Me gusta tanto el tema de la ansiedad, que seguiré abordándolo por siempre. La ansiedad es una emoción que puede tener múltiples orígenes. Y este contexto de pandemia puede parecerle propicio a nuestros antiguos conflictos para aflorar, incluso con más fuerza.
Nuestra traviesa psiquis inventa curiosas maneras para manifestarse, y a veces cuando ya ha pasado la tormenta, y entramos en una relativa “calma” (o en una “nueva normalidad” de calma) aparecen con fuerza nuevas o antiguas señales (o síntomas) de que eso que antes molestaba y que dejó de molestar por un tiempo, sigue ahí, y no ha mejorado por arte de magia o por obra del COVID-19.
Es así como la ansiedad “muta” y no precisamente para volverse buena persona. Ahora puede darnos ansiedad hacer videollamadas, tener clases online, hablar por teléfono, mostrar algo que hemos hecho, escribir una opinión, sacar la voz, decir lo que sentimos.
Esto podría tratarse de ansiedad social. O simplemente puede ser vergüenza. La vergüenza es uno de los sentimientos más comunes y más complejos del ser humano.
Es una representación mental que toma forma cuando entendemos que también existe el mundo del otro y comenzamos a notar su mirada y a vernos reflejados en ella pues, como decía charles darwin, “es el pensar lo que los otros piensan sobre nosotros lo que nos hace enrojecer”.

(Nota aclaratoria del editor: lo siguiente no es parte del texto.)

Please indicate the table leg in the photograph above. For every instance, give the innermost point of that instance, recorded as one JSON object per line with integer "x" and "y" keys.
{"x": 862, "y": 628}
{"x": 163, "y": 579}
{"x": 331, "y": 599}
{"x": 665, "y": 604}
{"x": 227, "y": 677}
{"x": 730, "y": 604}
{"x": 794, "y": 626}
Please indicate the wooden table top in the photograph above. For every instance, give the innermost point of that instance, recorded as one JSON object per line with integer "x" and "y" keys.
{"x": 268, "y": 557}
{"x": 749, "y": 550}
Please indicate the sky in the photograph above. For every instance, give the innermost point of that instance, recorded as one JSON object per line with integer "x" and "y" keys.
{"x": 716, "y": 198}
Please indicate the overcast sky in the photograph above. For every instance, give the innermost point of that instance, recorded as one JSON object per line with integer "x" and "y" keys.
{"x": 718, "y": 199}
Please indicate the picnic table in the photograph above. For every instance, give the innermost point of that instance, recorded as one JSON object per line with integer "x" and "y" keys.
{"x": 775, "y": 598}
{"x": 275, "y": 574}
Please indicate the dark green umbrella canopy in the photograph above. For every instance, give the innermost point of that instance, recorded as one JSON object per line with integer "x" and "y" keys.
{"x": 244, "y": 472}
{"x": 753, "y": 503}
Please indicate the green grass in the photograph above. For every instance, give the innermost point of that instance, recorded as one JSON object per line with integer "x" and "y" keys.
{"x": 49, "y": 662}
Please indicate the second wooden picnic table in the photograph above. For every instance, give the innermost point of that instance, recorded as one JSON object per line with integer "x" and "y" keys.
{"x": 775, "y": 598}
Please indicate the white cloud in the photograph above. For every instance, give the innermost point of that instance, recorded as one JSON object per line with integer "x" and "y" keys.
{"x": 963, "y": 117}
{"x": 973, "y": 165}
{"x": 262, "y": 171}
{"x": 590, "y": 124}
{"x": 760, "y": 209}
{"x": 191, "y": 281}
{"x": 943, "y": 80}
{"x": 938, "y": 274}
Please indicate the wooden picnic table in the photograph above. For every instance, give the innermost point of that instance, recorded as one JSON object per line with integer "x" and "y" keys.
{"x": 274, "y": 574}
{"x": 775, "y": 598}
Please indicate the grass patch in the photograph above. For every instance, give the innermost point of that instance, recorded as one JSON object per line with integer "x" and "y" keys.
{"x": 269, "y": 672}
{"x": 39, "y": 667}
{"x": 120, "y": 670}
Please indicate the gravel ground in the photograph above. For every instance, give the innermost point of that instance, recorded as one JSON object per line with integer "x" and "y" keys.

Cuando la vergüenza se vuelve una emoción casi permanente, que limita nuestro funcionamiento cotidiano e impide que nos adaptemos a los cambios del entorno, podemos estar frente a un problema. Sobre todo si esa vergüenza es tan intensa que nos hace querer vivir ocultando la cabeza bajo la tierra como el avestruz.
La cuarentena en ese sentido puede estar “salvando” a muchos avergonzados de tener que exponerse (al salir de casa, ir al colegio, trabajo), pero sigue ahí, y seguirá cuando todo esto acabe, acaso potenciada.
Afortunadamente en la actualidad existe bastante conocimiento de este tema y sobre cómo abordarlo de maneras eficaces.